Oil and gas development has a long history of destructive boom-and-bust cycles, which could be amplified by pressure from the new Trump administration. Dumping more domestic supplies into the global commodity market has the potential to destabilize prices for U.S. producers without helping consumers at the pump. Oil price volatility from geopolitical tensions or supply disruptions can lead to future inflation and economic instability for the U.S.
Cheap fossil fuel prices encourage over-consumption and dependence, such as using more fuel-intensive modes of transportation. They perpetuate a reliance on non-renewable resources, and delay investment in clean energy alternatives. Over time, there is less incentive for consumers to adopt energy-efficient technologies and can slow the transition to a renewable clean-energy economy. Delaying this shift to more sustainable energy could cost our economy in the long term by prolonging our reliance on fossil fuels.

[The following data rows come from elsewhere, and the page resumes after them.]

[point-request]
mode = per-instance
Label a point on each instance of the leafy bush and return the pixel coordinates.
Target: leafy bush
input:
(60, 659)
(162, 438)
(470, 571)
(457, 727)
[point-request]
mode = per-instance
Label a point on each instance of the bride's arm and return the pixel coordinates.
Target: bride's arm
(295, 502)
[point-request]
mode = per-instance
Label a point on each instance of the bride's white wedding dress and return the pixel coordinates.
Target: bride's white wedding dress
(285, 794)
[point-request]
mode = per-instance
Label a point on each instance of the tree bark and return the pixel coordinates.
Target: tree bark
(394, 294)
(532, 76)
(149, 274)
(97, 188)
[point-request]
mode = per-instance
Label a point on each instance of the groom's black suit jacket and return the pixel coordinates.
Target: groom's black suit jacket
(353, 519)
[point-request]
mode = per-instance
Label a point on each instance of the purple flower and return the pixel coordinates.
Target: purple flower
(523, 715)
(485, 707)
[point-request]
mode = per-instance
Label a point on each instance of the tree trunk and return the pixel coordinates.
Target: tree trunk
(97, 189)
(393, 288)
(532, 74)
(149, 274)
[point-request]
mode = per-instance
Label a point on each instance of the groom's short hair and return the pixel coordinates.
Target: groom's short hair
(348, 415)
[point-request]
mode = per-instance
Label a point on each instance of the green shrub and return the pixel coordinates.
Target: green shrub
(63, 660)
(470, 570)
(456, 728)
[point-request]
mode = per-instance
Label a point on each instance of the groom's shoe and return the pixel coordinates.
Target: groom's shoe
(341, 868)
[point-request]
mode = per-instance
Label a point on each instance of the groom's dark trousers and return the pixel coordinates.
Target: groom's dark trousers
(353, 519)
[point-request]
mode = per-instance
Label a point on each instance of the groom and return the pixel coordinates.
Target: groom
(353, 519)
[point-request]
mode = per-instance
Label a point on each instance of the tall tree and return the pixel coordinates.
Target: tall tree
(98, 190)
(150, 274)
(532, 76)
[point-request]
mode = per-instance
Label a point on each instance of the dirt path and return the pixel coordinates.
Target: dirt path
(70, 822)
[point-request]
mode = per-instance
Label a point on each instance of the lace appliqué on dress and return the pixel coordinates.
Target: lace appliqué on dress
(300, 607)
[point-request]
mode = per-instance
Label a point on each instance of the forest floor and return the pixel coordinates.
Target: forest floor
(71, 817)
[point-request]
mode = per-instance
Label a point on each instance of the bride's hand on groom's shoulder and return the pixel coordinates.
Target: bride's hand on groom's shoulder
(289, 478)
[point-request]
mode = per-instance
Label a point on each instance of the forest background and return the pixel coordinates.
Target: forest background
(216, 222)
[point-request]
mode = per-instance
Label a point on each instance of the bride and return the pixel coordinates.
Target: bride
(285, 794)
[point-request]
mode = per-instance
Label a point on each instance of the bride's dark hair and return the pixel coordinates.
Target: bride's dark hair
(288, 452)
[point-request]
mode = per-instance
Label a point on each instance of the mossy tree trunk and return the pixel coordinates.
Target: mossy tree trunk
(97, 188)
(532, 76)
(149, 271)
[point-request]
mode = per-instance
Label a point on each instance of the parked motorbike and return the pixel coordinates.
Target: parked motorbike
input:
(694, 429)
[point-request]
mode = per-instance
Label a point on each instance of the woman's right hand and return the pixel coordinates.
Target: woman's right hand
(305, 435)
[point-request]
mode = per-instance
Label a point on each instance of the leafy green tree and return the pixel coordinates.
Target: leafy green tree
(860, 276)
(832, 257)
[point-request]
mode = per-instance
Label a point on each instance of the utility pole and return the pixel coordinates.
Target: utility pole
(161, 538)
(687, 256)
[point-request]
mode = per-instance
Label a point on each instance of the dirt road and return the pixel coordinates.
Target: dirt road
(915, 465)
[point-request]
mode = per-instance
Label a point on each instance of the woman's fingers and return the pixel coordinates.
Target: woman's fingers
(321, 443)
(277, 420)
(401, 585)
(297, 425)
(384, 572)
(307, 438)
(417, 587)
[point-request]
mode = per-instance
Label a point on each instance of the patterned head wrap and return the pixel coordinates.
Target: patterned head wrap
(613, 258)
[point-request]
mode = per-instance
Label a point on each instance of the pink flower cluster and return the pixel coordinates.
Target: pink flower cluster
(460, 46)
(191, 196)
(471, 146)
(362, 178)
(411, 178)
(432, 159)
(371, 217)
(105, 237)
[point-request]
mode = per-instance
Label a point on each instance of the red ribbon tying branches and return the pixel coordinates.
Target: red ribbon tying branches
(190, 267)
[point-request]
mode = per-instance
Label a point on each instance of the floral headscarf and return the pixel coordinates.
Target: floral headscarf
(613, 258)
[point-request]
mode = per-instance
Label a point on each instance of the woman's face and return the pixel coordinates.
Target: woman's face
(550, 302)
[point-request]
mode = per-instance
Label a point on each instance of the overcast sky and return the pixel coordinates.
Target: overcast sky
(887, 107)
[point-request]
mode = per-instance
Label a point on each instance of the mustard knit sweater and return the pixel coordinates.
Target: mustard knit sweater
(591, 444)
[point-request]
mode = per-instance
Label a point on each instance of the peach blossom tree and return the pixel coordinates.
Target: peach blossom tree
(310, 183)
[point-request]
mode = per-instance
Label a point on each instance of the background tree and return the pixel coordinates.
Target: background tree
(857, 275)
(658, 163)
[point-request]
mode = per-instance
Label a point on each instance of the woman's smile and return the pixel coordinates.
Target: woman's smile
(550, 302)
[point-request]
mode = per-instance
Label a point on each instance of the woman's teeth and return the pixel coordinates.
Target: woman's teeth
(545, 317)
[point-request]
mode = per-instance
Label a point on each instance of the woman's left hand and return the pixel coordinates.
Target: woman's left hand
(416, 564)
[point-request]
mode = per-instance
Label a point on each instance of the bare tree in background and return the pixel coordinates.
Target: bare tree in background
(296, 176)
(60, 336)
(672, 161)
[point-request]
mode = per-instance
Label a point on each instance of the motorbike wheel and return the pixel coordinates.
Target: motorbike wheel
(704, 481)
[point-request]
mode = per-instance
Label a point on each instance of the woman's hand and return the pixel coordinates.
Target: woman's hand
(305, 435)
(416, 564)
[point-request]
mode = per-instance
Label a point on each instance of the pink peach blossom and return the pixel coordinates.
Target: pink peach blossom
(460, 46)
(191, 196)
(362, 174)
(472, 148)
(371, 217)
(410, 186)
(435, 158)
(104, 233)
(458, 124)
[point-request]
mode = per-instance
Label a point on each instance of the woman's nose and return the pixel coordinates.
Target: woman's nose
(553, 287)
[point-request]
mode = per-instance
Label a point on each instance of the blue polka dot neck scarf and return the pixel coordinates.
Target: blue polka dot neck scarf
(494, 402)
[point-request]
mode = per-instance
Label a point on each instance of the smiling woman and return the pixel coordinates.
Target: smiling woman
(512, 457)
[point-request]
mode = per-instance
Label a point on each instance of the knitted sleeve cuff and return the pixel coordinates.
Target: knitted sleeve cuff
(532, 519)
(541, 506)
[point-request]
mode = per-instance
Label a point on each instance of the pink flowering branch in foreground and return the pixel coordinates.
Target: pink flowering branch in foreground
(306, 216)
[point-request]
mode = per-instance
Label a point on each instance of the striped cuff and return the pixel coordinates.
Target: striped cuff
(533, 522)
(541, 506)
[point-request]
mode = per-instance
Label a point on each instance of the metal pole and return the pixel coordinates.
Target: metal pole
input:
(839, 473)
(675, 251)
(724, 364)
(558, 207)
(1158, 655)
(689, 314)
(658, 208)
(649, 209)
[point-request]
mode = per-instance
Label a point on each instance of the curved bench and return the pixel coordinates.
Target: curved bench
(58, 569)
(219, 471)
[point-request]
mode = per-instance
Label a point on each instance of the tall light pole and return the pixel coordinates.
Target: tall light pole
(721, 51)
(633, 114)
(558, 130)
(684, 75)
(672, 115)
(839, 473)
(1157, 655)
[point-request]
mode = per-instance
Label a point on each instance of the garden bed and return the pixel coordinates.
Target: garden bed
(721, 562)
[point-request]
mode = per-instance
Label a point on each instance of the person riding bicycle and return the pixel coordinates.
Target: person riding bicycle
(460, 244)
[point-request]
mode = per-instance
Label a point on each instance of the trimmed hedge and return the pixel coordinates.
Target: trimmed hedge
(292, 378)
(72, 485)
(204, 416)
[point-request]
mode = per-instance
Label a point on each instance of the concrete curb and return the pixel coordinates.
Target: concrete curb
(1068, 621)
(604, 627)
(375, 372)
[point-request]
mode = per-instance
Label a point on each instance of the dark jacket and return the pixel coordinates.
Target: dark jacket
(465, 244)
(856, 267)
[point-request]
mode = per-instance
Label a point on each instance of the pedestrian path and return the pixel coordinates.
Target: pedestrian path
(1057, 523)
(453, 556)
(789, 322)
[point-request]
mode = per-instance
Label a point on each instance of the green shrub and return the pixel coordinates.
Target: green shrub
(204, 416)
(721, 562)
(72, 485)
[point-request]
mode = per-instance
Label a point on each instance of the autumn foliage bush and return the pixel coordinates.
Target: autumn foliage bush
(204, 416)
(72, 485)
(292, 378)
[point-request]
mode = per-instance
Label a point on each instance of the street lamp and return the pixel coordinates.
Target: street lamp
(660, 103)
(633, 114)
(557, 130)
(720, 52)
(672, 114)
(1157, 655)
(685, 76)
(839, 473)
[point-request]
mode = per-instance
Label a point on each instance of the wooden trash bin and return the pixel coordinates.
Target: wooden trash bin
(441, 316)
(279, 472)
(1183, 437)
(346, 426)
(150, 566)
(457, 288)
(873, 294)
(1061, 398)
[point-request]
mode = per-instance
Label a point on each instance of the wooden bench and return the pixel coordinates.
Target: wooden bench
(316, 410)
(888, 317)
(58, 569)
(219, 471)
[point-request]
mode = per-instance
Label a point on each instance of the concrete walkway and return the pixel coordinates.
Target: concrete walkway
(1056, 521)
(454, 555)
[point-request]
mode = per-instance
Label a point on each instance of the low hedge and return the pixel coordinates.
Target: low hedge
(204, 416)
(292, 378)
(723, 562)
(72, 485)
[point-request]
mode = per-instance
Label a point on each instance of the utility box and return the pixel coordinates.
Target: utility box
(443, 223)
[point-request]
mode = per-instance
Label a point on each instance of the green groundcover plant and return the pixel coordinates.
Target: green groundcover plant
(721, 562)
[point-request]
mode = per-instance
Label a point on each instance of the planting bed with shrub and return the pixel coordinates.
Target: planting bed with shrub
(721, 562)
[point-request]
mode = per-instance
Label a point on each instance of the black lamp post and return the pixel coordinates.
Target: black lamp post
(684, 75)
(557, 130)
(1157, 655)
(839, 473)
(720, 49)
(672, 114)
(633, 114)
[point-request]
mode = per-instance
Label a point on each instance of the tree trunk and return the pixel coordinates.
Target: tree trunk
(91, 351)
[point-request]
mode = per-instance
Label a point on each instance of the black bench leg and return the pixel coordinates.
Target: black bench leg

On a societal level, subsidies and tax breaks for fossil fuel companies often divert funds away from public services, such as: health care, education, security, emergency services, and infrastructure. As government debt grows, more tax dollars are needed to cover the interest payments. This could reduce disposable income for individuals and families.
Increased carbon pollution comes with a high price tag. Mitigation of climate-related disasters affects our homes, our businesses and our communities. Damage from increased hurricanes, floods, wildfires, and droughts has amounted to billions of dollars every year. Federal Emergency Management Agency (FEMA) responds to all declared domestic disasters and emergencies, whether natural or man-made. As these economic impacts escalate, budget strain and public debt increase. Private insurance premiums go up in high-risk areas. Individuals may experience displacement from their homes, loss of valuable land, real estate assets, and employment decline.
When areas become uninhabitable, people migrate, raising the costs and chaos of border security and resettlement programs. The U.S. military considers climate change a “threat multiplier” as it exacerbates existing security challenges, making them more unpredictable and difficult to address. Political instability, resource scarcity, and conflicts all heighten threats to our national security. As the U.S. deficit spending rises from increased security, we all pay. There is no free lunch.
Warming temperatures lead to more volatile weather patterns, and our agricultural industry suffers. Heat waves, droughts, and shifting growing seasons threaten irrigation systems, crop yields and food production. This reduced agricultural productivity leads to higher food prices, potential shortages, and reduced exports. The financial strain disproportionally affects farmers and rural communities.
As other countries continue to transition to clean energy, The U.S. may lose out on opportunities to be a global leader in renewable energy technology exports. Nations investing heavily in renewable energy, like China, could out-compete us in the long term. While “drill, baby, drill” might deliver short-term gains in terms of energy production and some job creation, the broader long-term economic costs of increased fossil fuel extraction add up quickly. The negative effects of increased fossil-fuel reliance, infrastructure mitigation, security, lower agriculture yields, and global competitiveness suggest the U.S. economy could face a much heavier economic burden from warming temperatures than any potential short-term benefits of drilling more gas and oil.
We need legislation that reduces carbon emissions while growing the American economy. Transitioning to a cleaner future will ultimately enhance the resilience of the US economy. Anyone who says otherwise is not doing their research.